[vbox-dev] Updated Automated-guest-installs for VirtualBox ! (beta5)
Klaus Espenlaub
klaus.espenlaub at oracle.com
Mon Jun 8 16:26:45 UTC 2015
Alexey,
On 08.06.2015 16:04, Alexey Eromenko wrote:
>>> 2. Compatibility with Oracle VirtualBox is unstable: I defined new VM
>>> types for Red Hat guests, like RHEL7_64, which Oracle VirtualBox fails
>>> to understand and renders RHEL VMs inaccessible.
>>
>> It also changes the API (and forgets to change the UUID of IMachine,
>> which means that compiled API clients using the "native" interface would
>> crash or call the wrong method). If the UUID of IMachine would be
>> updated then existing 3rd party API clients using the "native" interface
>> would refuse to work. In other words: there is no solution which truly
>> solves the incompatibility.
>>
>> With the API groundwork of VirtualBox 5.0 it will be possible in the
>> future to support multiple interface versions once several generators
>> and tools are extended further (no idea when we have time for this).

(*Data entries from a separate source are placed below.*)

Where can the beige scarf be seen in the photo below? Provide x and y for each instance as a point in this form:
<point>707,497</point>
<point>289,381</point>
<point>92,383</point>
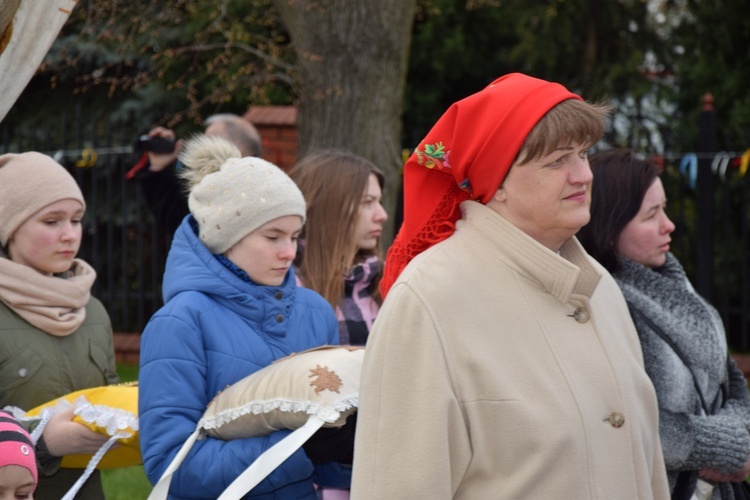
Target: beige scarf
<point>56,305</point>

>> Then such API incompatibilities can be handled cleanly. The API wrapper
>> generator is designed to be far more than yet another quirky abstraction :)
>>
>
> I don't understand this COM issue at all.
OK... let me explain a little (I might need it again in the future,
which means doing it publicly increases the chance I can find it and
save time :) ).
With COM (and XPCOM borrowed the exact same idea) every interface is
associated with a UUID (in the IMachine case as of VirtualBox 5.0 that's
6bf820b3-a08f-49a7-ac08-b88efbd3a313). A specific interface UUID has a
defined set of API attributes and methods, in a defined order.
One COM object can implement multiple interfaces, and there's a
mandatory method for querying the interface with a specific UUID for
some other object reference.
> Assume IMachine has UUID: 0x1111
> IMachine::Foo() has 0xF00 (assume it is part of Oracle's VirtualBox)
Interfaces (corresponding to specific C++ vtables) as a whole have a
UUID. Each method is represented by a pointer in the vtable at a
specific index. So what you wanted to say is that IMachine has e.g.
vtable indexes 0..99 used (made up numbers, the point here is
independent of the exact value).
> Now I have added a new main API function in my patch:
> IMachine::Boo() and decided it has 0xB00 (UUID 0xB00 was never used in Oracle)
You wanted to say that you added a method to the end, with index 100.
> What is the problem with this ?
>
> I don't see how adding Boo() with a new UUID can it possibly break
> IMachine class or IMachine::Foo() method.
>
> Anyway I did test VBoxPython code, and it seems to work.
Sure it works, because you built all the code consistently with the
additional entry in the vtable, so nothing bad will happen. The
incompatible change (relative to official vbox) is of course compatible
with itself.
Say that a 3rd party developer hacked up an API client in C++ (which
directly uses the vtable entries). If he built the code against the _TE
variant of the API (using the new method) and then someone runs it
against official vbox it would reach the place with the new method call
(because it would query the interface with the UUID for IMachine it
knows), and call the not existing method at index 100. Crash.
That's why one needs to change the interface UUID whenever any method is
added/removed/reordered or its parameters change significantly. Which
then makes another 3rd party developer's API client (not using any new
methods but still built against _TE) totally incompatible against
official vbox, as that one would simply say "no one home" when the API
client asks for the interface with the new UUID.
For this reason there's a need to support multiple IMachine interfaces.
COM can handle this, but VirtualBox currently doesn't as there's no
viable way to specify that class Machine (which implements the IMachine
interface) supports both the official IMachine interface (with the
original, unmodified UUID) and say IMachinePlusUnattended (with a new
UUID and the additional methods). Then a well-written API client could
use IMachine for pretty much everything. It would be perfectly
compatible with official vbox and _TE. An API client which wants to use
the unattended functionality would use IMachinePlusUnattended (if not
present it would get a NULL object reference, so it could detect the
problem and give a descriptive error message) to do the new method call.
Klaus
>>> 3. License is simple BSD.
>>
>> Previously it was MIT, but that's just a reminder. It's your change, and
>> therefore you're free to use whichever license you like (including
>> several of them).
>
> Sorry it is MIT (X11). This one seems shorter than BSD.